Wenig Spielraum für Zentralbanken

Luke Hickmore, Senior Investment Manager bei Aberdeen Asset Management
Luke Hickmore, Senior Investment Manager bei Aberdeen Asset Management

Luke Hickmore von Aberdeen Asset Management sieht in den kommenden zwei Wochen politische Ereignisse anstehen, welche die Märkte bewegen werden.

07.06.2017, 10:34 Uhr

Redaktion: jho

In den kommenden beiden Wochen stehen gleich mehrere Ereignisse an, welche die Märkte bewegen dürften. Diese Woche tagt die EZB, die Bevölkerung Grossbritanniens begibt sich an die Wahlurnen und Frankreich wählt seine Nationalversammlung – die Fed und die Bank of England tagen in der Woche darauf. Viel deutet darauf hin, dass ein neues Kapitel im schleppenden Übergang von der Geld- zur Fiskalpolitik aufgeschlagen werden könnte.

Es ist alles andere als sicher, dass die Fed den Zinssatz in diesem Monat anheben wird. Aber sie habe einen deutlichen Versuch unternommen, die Markterwartungen an die Entscheidungen im nächsten Jahr zu dämpfen, meint Luke Hickmore von Aberdeen AM. Die Fed erwartet in der zweiten Jahreshälfte ein geringeres Wachstum in den USA. Als Reaktion darauf schlägt sie weniger Zinssteigerungen vor, als ursprünglich erwartet. Damit liege es wieder bei der US-Regierung, insbesondere an Präsident Trumps fiskalpolitischer Agenda, das Wachstum anzutreiben. Wann die Agenda vorliegt, war bisher schwer vorherzusagen – noch hat man nichts davon gesehen.
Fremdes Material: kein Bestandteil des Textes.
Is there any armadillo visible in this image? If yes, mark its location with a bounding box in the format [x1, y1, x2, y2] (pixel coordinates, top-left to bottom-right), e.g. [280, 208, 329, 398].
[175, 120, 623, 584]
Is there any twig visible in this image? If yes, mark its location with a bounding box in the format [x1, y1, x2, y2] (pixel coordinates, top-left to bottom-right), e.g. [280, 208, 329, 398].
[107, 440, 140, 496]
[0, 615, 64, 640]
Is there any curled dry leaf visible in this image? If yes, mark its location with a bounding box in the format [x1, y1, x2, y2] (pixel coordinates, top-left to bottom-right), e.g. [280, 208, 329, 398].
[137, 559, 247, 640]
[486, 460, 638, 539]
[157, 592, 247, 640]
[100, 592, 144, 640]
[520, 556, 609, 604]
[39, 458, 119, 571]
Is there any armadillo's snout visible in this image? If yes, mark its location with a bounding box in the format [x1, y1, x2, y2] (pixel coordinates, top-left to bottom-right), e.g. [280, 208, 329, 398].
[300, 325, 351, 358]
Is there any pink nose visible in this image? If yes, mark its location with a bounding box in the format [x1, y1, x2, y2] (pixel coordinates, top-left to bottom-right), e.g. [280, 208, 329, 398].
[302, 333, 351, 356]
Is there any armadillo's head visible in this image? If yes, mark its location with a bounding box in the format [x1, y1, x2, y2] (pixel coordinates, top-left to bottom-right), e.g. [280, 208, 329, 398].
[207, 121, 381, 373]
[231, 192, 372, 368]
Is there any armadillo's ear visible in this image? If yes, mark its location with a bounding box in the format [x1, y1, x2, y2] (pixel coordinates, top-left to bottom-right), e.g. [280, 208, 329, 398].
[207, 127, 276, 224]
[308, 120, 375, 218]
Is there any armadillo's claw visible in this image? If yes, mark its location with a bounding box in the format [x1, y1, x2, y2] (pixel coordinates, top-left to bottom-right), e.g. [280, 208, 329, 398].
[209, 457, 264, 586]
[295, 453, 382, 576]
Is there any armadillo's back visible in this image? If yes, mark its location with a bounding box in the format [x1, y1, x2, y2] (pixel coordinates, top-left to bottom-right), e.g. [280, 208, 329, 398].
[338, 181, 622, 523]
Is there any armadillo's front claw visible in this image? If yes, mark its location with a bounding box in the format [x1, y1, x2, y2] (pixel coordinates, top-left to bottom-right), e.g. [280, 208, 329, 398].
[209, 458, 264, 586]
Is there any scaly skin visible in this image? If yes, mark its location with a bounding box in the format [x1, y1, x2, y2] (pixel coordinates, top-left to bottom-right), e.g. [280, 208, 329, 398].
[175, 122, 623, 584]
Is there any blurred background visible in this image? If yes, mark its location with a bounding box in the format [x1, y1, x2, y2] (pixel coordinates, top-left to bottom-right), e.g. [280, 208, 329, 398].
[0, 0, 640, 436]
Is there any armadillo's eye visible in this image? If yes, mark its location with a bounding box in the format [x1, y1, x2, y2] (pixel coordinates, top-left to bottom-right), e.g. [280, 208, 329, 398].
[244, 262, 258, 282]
Gerät die Steuerreform ins Wanken, könnten Investoren mit Besorgnis reagieren. Die Fed wird hoffen, dass sich an der fiskalpolitischen Front etwas tut, um den Druck von sich zu nehmen.

Gleichzeitig scheint die EZB am Donnerstag an ihrem Anleihekaufprogramm festzuhalten. Die Wirtschaftsdaten aus dem Euroraum seien ziemlich gut, meint Hickmore, aber Mario Draghi konnte bislang noch keinen Sieg über die Bundesbank davontragen. Diese agiere mit ihrer natürlichen Mässigung. Die EZB kann die positiven Kennzahlen in diesem Monat noch einmal ignorieren, aber nicht mehr wesentlich länger. Kurz nach dieser Sitzung wird die EZB das gefürchtete Wort des „Tapering“ ernst nehmen und den Kennzahlen Folge leisten müssen, indem sie mutigere Entscheidungen trifft. Dies wird einen ersten, äussert zögerlichen Schritt in eine Zukunft markieren, in der die Fiskalpolitik eine wichtigere Rolle bei der Förderung des Wachstums spielt, als die Geldpolitik.

Entscheidend dabei ist, dass der Weg, der vor Fed und EZB liegt, weg von der Geldpolitik führt. Dieses Glück wird der Bank of England nicht zuteil. Die Konservativen sind immer noch die Partei mit den besten Gewinnaussichten für die Unterhauswahlen in Grossbritannien diese Woche. Allerdings stehe nun das Ausmass ihres Wahlvorsprungs und ihre Glaubwürdigkeit auf dem Spiel. Die Bank of England wird bei ihrem Treffen am 15. Juni in eine Sackgasse geraten, unabhängig vom Wahlergebnis. Die meisten Anleger spürten, dass die Zentralbank gerne die Zinsen anheben würde. Aber es gibt so wenige Informationen darüber, was der Brexit bedeutet, dass die Bank of England nicht mehr als andere darüber weiss, was die nächsten beiden Jahre (oder mehr) für die Wirtschaft bedeuten. Deshalb sind ihr die Hände gebunden und sie habe wenig Spielraum, die Zinsen zu senken, wenn die sagenumwobene durch den Brexit verursachte Konjunkturabschwächung in den kommenden Monaten auftritt.

Die Parlamentswahl in Frankreich am kommenden Wochenende gibt Anlegern einen Eindruck, ob Präsident Macrons Reformagenda die nötige Wählerunterstützung erhält. Zum aktuellen Zeitpunkt sieht es gut aus für den Präsidenten. Ermüdete Zentralbanker, die auf Hinweise warten, dass Politiker das Zepter für den Erlass einer Fiskalreform in die Hand nehmen, dürften über Macrons Aussichten sehr erfreut sein.